PARIS.- After a two-year absence, unconventional artist Oda Jaune is back, offering a Paris transformed by the pandemic wOnderlust, a powerful, dazzling new exhibition centring on a breath-taking 10-metre-long canvas and a life-sized hologram. The canvases, water colours and hologram together map out a fabulous journey, veering between the magical and the monstrous.
Originally from Bulgaria, Oda Jaune trained in Germany before adopting Paris as her home city. Over the last 10 years she has been one of the most intriguing figures on the European art scene. Her distinctive work, unshackled by convention, is part of the spectacular renaissance of figurative painting in France. Poetic, tortured, sometimes erotic or even unaffectedly feminist, her painting uninhibitedly explores the depths of the unconscious.
The recent health crisis and forced isolation led the artist to reexamine the evolution of the human race and its shifting relationship with the world. As she explains, "After a year of the pandemic, I'm fascinated by the idea of the transformation of human beings and of nature into someone or something that is always new." The exhibition's central canvas is over 10 metres long, unfurling along the trunk of a metamorphosing tree populated by children, the world's last survivors, engaged in enigmatic activities.

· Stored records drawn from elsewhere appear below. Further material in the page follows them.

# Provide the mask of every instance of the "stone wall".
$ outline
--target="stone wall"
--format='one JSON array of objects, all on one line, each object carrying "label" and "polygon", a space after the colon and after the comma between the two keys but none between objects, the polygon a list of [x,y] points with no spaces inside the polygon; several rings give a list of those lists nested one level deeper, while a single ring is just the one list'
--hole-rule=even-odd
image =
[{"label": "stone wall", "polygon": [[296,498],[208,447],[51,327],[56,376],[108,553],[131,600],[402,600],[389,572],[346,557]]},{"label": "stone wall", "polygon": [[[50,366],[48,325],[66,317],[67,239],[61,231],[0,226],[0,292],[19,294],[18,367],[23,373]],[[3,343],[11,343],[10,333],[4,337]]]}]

The gallery basement is home to Oda Jaune's first incursion into the world of holograms. Part painting, part sculpture, the installation reveals a "tree of life" projected into the dark.
Born in 1979 in Bulgaria, Oda Jaune has lived and worked in Paris since 2008. Her work has featured in in a variety of exhibitions in Europe, including Heart Romanticism in Contemporary Art, Musée de la Vie Romantique, Paris (2020), Hands Solo Show, SEEN, Antwerp (2019), Peindre, dit-elle, chap. 2, Musée des Beaux-Arts, Dôle (2017), Intrigantes incertitudes, Musée dArt Moderne et Contemporain, Saint-Etienne (2016), Peindre, dit-elle, Musée Départemental d'Art Contemporain de la Haute-Vienne, Rochechouart (2015), Confrontation avec Félicien Rops, Musée Félicien Rops, Namur (2011) and Tous cannibales, La Maison Rouge, Paris and me Collectors room, Berlin (2011). In 2018, the National Art Gallery in Sofia held a major retrospective of her work, Heartland, The exhibition included a catalogue published in September 2019 by Hatje Cantz.